The Tripartite Accord (الإتفاق الثلاثي) of 1985 was a short-lived agreement between the three major Lebanese feuding factions, signed in Damascus, Syria, to end the Lebanese Civil War. The agreement allowed a Syrian peace-keeping military presence in Lebanon to separate the factions and gave Syria strong influence over Lebanese matters.

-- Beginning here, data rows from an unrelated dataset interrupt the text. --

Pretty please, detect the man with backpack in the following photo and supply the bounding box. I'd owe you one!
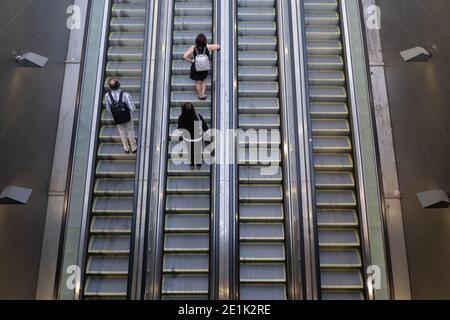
[104,78,137,153]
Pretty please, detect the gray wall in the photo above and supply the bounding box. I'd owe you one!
[0,0,72,299]
[377,0,450,299]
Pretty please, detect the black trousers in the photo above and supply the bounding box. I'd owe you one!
[186,140,203,166]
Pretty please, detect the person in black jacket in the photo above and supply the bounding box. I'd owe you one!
[177,102,209,168]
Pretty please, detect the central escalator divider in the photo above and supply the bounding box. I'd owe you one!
[160,0,214,300]
[83,0,148,299]
[236,0,288,300]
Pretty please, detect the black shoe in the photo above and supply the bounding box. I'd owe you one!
[124,148,131,154]
[196,164,203,169]
[132,149,137,154]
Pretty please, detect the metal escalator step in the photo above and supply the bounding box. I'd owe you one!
[171,91,212,107]
[92,197,133,214]
[90,216,132,235]
[239,166,282,183]
[172,45,193,60]
[164,233,209,253]
[109,32,145,46]
[110,18,145,32]
[96,160,136,178]
[320,249,362,268]
[100,125,138,143]
[166,177,210,195]
[174,2,213,16]
[309,86,347,102]
[174,16,212,30]
[308,55,344,70]
[312,119,350,136]
[172,76,211,91]
[240,243,286,262]
[240,263,286,283]
[237,8,276,22]
[321,270,364,289]
[166,195,210,213]
[305,11,340,25]
[238,22,276,36]
[238,36,277,51]
[238,129,281,147]
[238,66,278,81]
[239,114,280,129]
[321,290,364,301]
[240,223,285,241]
[238,148,281,165]
[94,179,134,196]
[314,154,353,170]
[106,61,142,77]
[84,276,128,297]
[89,236,131,255]
[238,51,278,66]
[313,136,352,153]
[240,203,284,221]
[161,274,209,295]
[112,3,147,17]
[239,185,283,202]
[173,30,212,45]
[304,0,338,12]
[238,0,275,7]
[239,98,279,114]
[315,172,355,189]
[239,82,279,97]
[98,143,137,160]
[309,70,346,86]
[307,40,342,55]
[317,209,359,227]
[86,256,129,275]
[165,214,210,233]
[168,160,211,176]
[316,190,357,208]
[306,26,341,40]
[240,284,286,300]
[310,102,348,118]
[163,254,209,273]
[108,47,144,61]
[319,229,360,247]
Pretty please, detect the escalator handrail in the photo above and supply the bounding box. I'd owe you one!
[129,0,155,300]
[339,0,373,300]
[294,0,321,300]
[76,0,113,300]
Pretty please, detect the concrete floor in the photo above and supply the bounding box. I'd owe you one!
[378,0,450,299]
[0,0,71,299]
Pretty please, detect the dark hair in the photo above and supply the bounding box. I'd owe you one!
[108,78,120,90]
[179,102,199,128]
[195,33,207,47]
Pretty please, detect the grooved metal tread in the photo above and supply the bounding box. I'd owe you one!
[83,0,147,299]
[303,0,365,300]
[159,0,214,300]
[237,0,288,301]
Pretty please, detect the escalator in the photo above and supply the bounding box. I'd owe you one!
[236,0,288,300]
[302,0,365,300]
[82,0,148,299]
[159,0,214,300]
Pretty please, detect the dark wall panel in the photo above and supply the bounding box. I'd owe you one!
[0,0,72,299]
[378,0,450,299]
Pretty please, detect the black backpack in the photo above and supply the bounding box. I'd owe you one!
[108,91,131,125]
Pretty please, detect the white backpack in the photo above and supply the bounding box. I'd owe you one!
[195,47,210,72]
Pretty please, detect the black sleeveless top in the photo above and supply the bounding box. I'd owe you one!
[190,46,210,81]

The three factions concerned were the Shia Amal movement, the Druze Progressive Socialist Party and the Christian Lebanese Forces (LF). The accord was signed on December 28, 1985, by Nabih Berri, Walid Jumblat, and Elie Hobeika on behalf of the three militias, respectively. As part of the agreement the parties pledged to disband their militias within 12 months.

== Aftermath ==
Some Christian politicians and clergy criticized the accord for giving Syria power over Lebanon and for weakening the Christian community. Elie Hobeika signed for the LF as its president, but the LF command council was split on whether he could and whether to accept the accord. In particular, the LF chief of staff Samir Geagea was opposed to the accord. The situation deteriorated into the violent Geagea-Hobeika Conflict, resulting in Hobeika fleeing on January 15, 1986. Samir Geagea and Karim Pakradouni took over the Lebanese Forces.